Nederland handhaaft positie
Nederland heeft zijn internationale concurrentiepositie het afgelopen jaar op peil weten te houden. Op twee ranglijsten van het World Economic Forum (WEF) handhaafde ons land zich op zijn positie. De Scandinavische landen en de Verenigde Staten bleven in de top. De belangrijkste stijgers zijn Groot-Brittannië, Noorwegen, Japan, Chili, Canada en Estland.
Het WEF ondervroeg 8700 topmensen uit het bedrijfsleven in 104 landen. Dat leverde een ranglijst op basis van een Growth Competitiveness Index (GCI). Die index bestaat uit drie componenten: macro-economisch klimaat, kwaliteit van de overheidsinstellingen en technologische vernieuwing. De drie hoogste plaatsen bleven bezet door achtereenvolgens Finland, de VS en Zweden. Groot-Brittannië kwam naast Nederland te staan op de posities 11 en 12.
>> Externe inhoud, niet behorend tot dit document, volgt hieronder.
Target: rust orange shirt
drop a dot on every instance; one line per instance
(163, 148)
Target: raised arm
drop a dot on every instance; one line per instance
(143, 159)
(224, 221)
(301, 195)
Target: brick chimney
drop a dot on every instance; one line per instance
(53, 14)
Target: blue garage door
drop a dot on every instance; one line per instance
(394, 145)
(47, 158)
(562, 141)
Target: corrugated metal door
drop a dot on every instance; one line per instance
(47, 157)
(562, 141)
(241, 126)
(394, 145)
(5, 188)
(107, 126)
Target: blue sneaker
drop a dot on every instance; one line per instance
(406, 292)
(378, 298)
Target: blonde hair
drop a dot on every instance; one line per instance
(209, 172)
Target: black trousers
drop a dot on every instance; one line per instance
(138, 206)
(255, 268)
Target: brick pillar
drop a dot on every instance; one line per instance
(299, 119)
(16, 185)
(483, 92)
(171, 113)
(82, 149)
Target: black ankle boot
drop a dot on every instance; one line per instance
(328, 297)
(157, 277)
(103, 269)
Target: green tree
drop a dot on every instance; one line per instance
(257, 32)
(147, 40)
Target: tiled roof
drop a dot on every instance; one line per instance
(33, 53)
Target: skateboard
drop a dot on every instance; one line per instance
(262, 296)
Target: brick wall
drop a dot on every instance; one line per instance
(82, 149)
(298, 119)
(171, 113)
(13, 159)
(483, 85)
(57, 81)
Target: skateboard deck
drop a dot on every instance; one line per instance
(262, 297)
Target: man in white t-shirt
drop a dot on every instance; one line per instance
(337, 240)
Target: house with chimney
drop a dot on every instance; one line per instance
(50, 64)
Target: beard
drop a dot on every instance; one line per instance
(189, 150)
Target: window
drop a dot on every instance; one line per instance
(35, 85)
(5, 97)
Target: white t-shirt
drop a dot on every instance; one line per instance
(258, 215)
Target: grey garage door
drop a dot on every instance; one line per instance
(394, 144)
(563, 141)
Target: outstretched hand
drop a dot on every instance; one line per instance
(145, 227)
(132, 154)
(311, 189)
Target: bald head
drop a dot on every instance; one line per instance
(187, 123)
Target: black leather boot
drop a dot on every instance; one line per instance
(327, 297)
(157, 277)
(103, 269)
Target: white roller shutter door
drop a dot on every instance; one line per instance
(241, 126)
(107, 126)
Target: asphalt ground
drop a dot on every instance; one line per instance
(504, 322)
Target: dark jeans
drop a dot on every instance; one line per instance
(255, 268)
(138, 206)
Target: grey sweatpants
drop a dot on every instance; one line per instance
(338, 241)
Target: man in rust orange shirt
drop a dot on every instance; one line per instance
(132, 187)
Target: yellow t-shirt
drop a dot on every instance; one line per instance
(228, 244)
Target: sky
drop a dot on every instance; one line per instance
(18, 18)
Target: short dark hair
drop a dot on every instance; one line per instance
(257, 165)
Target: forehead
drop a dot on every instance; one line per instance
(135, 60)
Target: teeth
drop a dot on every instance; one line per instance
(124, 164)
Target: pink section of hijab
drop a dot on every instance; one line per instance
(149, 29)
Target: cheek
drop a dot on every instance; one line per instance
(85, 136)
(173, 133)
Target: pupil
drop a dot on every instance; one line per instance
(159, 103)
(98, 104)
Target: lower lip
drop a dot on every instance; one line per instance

Een aanvullende Business Competitiveness Index kijkt vooral naar micro-economische factoren die bedrijven in staat stellen welvaart te scheppen. Hier wordt de ranglijst aangevoerd door de VS, Finland en Duitsland en staat Nederland onveranderd op plaats negen.
De Scandinavische landen hebben hun hoge GCI-klasseringen onder meer te danken aan „uitmuntend macro-economisch beleid.” Ze hebben stuk voor stuk een overschot op de begroting. Er is groot respect voor contracten en wetgeving, en er bestaat nauwelijks corruptie. Verder loopt de particuliere sector voorop bij technologische innovatie.
Dat Nederland duidelijk slechter scoort, ligt vooral aan klachten over het rigide arbeidsmarktbeleid, ondoelmatige bureaucratie en de belastingtarieven. Als wat minder problematische zaken noemden de respondenten de infrastructuur, belastingregels en onvoldoende scholing van de beroepsbevolking.
Wat betreft technologie bezet Nederland de zestiende plaats. De eerste drie zijn hier de VS, Taiwan en Finland. Op het gebied van het macro-economische klimaat voor het bedrijfsleven zijn de eerste drie plaatsen voor Singapore, Noorwegen en Finland en is Nederland zevende. Bij de kwaliteit van de overheidsinstellingen is Nederland dertiende en bestaat de topdrie uit Denemarken, IJsland en Finland.
Van de tien landen die 1 mei lid werden van de Europese Unie heeft Estland met een twintigste plaats verreweg de beste score. Het laat ook een flink aantal ’oude’ EU-landen achter zich. Treurig is de positie van Italië. Het zakte van de 41e naar de 47e plaats. In Italië was op alle punten sprake van verslechtering, het meest bij de kwaliteit van de overheidsinstellingen.
Een plaats hoger staat China. Het kan bogen op een stabiel macro-economisch klimaat, maar kampt met zwakke instituties, onder meer in het bankwezen, omvangrijke bureaucratie en gebrekkige boekhoudnormen.
In Latijns-Amerika was over vrijwel de hele linie sprake van verslechtering. Chili was de belangrijkste uitzondering. Het klom van de 28e naar de 22e plaats. Pas op positie 48 komt Mexico als volgende land in de regio. De grootste problemen voor Latijns-Amerika zijn politieke instabiliteit, bureaucratie en corruptie.